I thought I was a dead woman, then, as the point of his sword arrowed at my chest, but Morgan returned the favor I'd granted him, his blade slicing up and deflecting the thrust with an expert parry.
"Really, Van Dierken, you're a legendary pirate. You might be a devilish fiend, but you should at least have the dignity to sail clear of such execrable puns!"
Their blades rang together in the endless dance of steel that was expert fencing, and it soon became apparent that while the dead man was no amateur at the game, the living one was the true master between them. I could scarcely follow the swift sequence of moves, but somewhere Van Dierken made a mistake, and Morgan lunged, driving several inches of the blade into the ghost pirate's breast. I gave a tiny gasp of excitement at seeing the monster laid low.
I really should have known better.
Morgan's sword met no resistance going in, not from clothing, flesh, nor breastbone. The dueling blade slid out just as easily, drawing no blood and apparently giving Van Dierken no trouble in the least. Morgan was obviously taken aback by this reminder that he fought a dead man, because Van Dierken was able to crash his own sword down near the pirate's hilt and knock Morgan's blade from his grip.
Patch chose that moment to step up behind the ghost captain and swing his axe in a mighty cleaving blow to the skull.
"Damn yer eyes, Morgan; fer these dead things yer supposed ter go fer th' head!" he barked as the axe hammered home, but his confidence was misplaced. When he pulled the weapon free, Van Dierken's flesh seemed to flow back into place, the wound healing over even down to the slash in his bicorned hat.
"There's a difference between captain and crew!" Van Dierken laughed at Patch. "I'd suggest you learn the lesson now, unlike my old friend Teach." He swung a vicious cut at the one-eyed sailor, slashing a gouge in his cheek, then pivoted back to Morgan. His dead-white hand reached out and fastened on Morgan's throat, and the pirate began to gasp and choke. I swung my oar again, with predictable results. Van Dierken let Morgan drop, then seized the oar and wrenched it away from me.
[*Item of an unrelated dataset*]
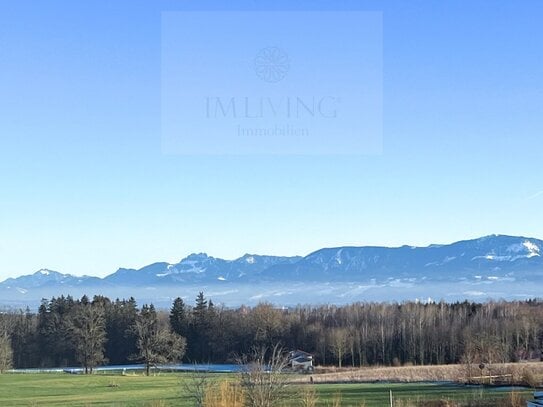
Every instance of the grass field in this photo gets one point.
(47, 389)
"Your turn next, then," he declared. Morgan had collapsed to the ground, still as the grave, and I had a feeling I'd be joining him very soon. Where Bloodheart Van Dierken was concerned, death appeared to be contagious.
"Amelie!"
Mel's enraged bellow kindled up hope inside me despite my desperate circumstances. An instant later that hope was realized as his big shoulder thrust between myself and the ghost, pushing me away from danger, and he swung at Van Dierken's head. He didn't use his giant axe, but instead his massive clenched fist, and blessed be Althena, the contact made the dead captain's head snap backwards just as if he'd been a live man, even making him stumble back a couple of paces.
My elation was cut short at once by Mel's scream of pain; he dropped to his knees, clutching at the hand that had struck the blow and shuddering convulsively. I think I screamed, too; I know that I found myself frantically clutching at Mel's shoulders, trying to see what was wrong.
Van Dierken tossed back his head and laughed.
"Well, then, that's enough fun for now, so my crew and I will be taking our leave of you. Of course, you might not be so eager to see the last of me--at least, if you don't want your friend, there, to have joined my crew before dawn. I'm sure my old mate Teach will be glad to show you the way. He's been so good at it thus far."
In an instant the ghost captain had shrunk back to the glowing sphere as he'd first appeared, and it flew off faster than any bird. The skeletons that had not joined the attack faded away into the treeline. Van Dierken's mocking laughter seemed to hang over all of us for long moments in his wake, as for the first time I realized what real terror felt like.